The aggregate transform takes a tuple to create one or more new columns that “distill down” data from all the rows.

from invoices
aggregate { sum_of_orders = sum total }

The query above computes the sum of the total column of all rows of the invoices table to produce a single value.

aggregate can produce multiple summaries at once when one or more aggregation expressions are contained in a tuple. aggregate discards all columns that are not present in the tuple.

from invoices
aggregate {
    num_orders = count this,
    sum_of_orders = sum total,
}

In the example above, the result is a single row with two columns. The count function displays the number of rows in the table that was passed in; the sum function adds up the values of the total column of all rows.

Grouping

Suppose we want to produce summaries of invoices for each city in the table.
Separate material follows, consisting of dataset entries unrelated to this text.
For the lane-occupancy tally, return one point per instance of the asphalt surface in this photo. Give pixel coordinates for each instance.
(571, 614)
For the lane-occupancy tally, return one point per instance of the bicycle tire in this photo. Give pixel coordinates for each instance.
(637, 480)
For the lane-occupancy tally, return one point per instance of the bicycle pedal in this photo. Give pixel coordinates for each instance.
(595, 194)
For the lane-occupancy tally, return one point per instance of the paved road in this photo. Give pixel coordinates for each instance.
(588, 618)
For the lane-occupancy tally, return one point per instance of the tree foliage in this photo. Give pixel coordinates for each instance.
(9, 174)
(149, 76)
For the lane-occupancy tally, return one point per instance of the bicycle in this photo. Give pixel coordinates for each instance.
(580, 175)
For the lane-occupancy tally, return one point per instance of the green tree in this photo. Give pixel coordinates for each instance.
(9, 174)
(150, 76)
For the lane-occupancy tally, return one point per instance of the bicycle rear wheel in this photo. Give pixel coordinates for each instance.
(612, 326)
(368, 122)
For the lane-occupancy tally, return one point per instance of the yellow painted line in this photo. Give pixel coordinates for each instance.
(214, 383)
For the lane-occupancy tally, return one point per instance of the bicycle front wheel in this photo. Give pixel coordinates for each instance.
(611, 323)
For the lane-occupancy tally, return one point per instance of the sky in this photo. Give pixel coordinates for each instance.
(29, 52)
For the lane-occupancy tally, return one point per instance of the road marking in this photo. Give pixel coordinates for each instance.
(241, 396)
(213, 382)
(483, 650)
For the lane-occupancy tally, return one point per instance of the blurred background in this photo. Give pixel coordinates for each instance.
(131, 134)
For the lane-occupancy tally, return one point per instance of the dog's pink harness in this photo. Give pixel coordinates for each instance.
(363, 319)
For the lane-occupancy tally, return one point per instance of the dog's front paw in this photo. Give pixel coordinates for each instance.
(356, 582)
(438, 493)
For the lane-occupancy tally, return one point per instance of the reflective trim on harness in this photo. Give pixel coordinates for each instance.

We could create a query for each city, and aggregate its rows:

from albums
filter billing_city == "Oslo"
aggregate { sum_of_orders = sum total }

But we would need to do it for each city: London, Frankfurt, etc. Of course this is repetitive (and boring) and error prone (because we would need to type each billing_city by hand). Moreover, we would need to create a list of each billing_city before we started.

group transform

The group transform separates the table into groups (say, those having the same city) using information that’s already in the table. It then applies a transform to each group, and combines the results back together:

from invoices
group billing_city (
    aggregate {
        num_orders = count this,
        sum_of_orders = sum total,
    }
)

Those familiar with SQL have probably noticed that we just decoupled aggregation from grouping.

Although these operations are connected in SQL, PRQL makes it straightforward to use group and aggregate separate from each other, while combining with other transform functions, such as:

from invoices
group billing_city (
    take 2
)

This code collects the first two rows for each city’s group.